Until now, more than 310,000 cases of cantaloupe have been recalled in different states across US by Jensen Farms from Holly, Colorado. The cantaloupes were shipped from July 29 to September 10 to at least 24 states.
All of the victims of the Listeria outbreak so far got ill on or before July 31.
However, some of the tainted cantaloupe could have been consumed as late as September 24 – meaning the end of the illnesses may stretch until Christmas.
The average age of those who have died in the outbreak was 87 years. It was also reported that a pregnant woman has suffered a miscarriage after becoming ill.
According to experts, these outbreaks are becoming more frequent, partly because much of what we eat is carried on a long journey from farm to fork.
Dr. Brian Currie, an infectious disease specialist at Montefiore Medical Centre in New York, said:
“Increasingly with agribusiness you have limited producers of any given food, so a breakdown in a facility or plant or in a large field crop operation exposes thousands because of the way the food is distributed.”

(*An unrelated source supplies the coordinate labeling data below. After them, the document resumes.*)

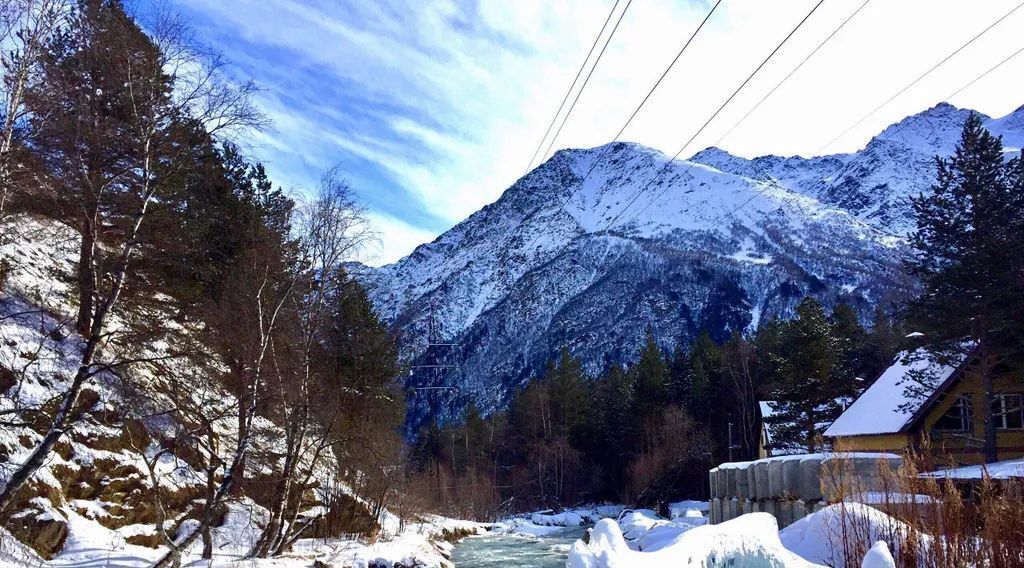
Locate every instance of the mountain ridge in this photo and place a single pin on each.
(717, 242)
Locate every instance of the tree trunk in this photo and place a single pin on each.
(64, 419)
(990, 446)
(86, 271)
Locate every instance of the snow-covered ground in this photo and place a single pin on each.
(547, 522)
(91, 544)
(641, 538)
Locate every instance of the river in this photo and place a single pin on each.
(514, 552)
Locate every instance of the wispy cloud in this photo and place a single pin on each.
(432, 108)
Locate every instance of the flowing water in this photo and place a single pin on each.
(516, 552)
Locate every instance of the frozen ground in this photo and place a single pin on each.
(91, 545)
(641, 538)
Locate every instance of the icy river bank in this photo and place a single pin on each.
(493, 551)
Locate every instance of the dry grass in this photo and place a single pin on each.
(930, 522)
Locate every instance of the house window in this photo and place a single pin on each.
(957, 418)
(1008, 409)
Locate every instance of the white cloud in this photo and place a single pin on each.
(461, 93)
(396, 238)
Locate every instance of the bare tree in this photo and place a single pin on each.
(25, 25)
(254, 307)
(333, 228)
(119, 111)
(738, 358)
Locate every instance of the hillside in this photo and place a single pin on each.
(715, 243)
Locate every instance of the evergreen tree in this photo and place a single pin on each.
(968, 257)
(884, 341)
(650, 374)
(677, 388)
(704, 380)
(850, 342)
(807, 377)
(569, 398)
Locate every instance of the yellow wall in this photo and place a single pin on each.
(945, 445)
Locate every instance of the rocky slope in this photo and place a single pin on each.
(717, 243)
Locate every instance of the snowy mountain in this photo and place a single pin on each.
(717, 243)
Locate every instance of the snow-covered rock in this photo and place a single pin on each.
(751, 540)
(879, 557)
(823, 536)
(595, 247)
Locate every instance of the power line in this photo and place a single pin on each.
(710, 119)
(774, 183)
(795, 70)
(919, 79)
(636, 111)
(571, 87)
(589, 74)
(990, 70)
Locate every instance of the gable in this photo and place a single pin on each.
(898, 398)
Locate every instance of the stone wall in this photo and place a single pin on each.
(791, 487)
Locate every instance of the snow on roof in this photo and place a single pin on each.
(883, 408)
(999, 470)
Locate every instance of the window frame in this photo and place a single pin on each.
(965, 402)
(1003, 412)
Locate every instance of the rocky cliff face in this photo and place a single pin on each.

Jensen Farms was unable to provide a list of retailers that sold the tainted cantaloupes because the products were sold and resold.
Ray Gilmer, of United Fresh Produce Association, said: “There has been a laser focus on improving traceability so any recall can identify the affected product immediately and not have an effect on the rest of the entire category.
“The stakes for a large company to have a food safety incident are huge. It could destroy their company.”
Listeria is a germ found in soil and water, often turns up in processed meats because it can contaminate a processing facility and stay there for a long period of time.
Listeria is also common in unpasteurized cheeses and unpasteurized milk, though less so produce such as cantaloupe melon.
The infection can cause fever, muscle aches, gastrointestinal symptoms and even death. One in five people who have Listeria can die.
A food safety law passed by Congress in 2010 gives the FDA new power to improve tracing food through the system.
Experts say the law will help make the food network safer by focusing on making every step in the chain safer and making it easier to find the source of outbreaks.
For the first time, larger farms are required to submit plans detailing how they are keeping their produce safe.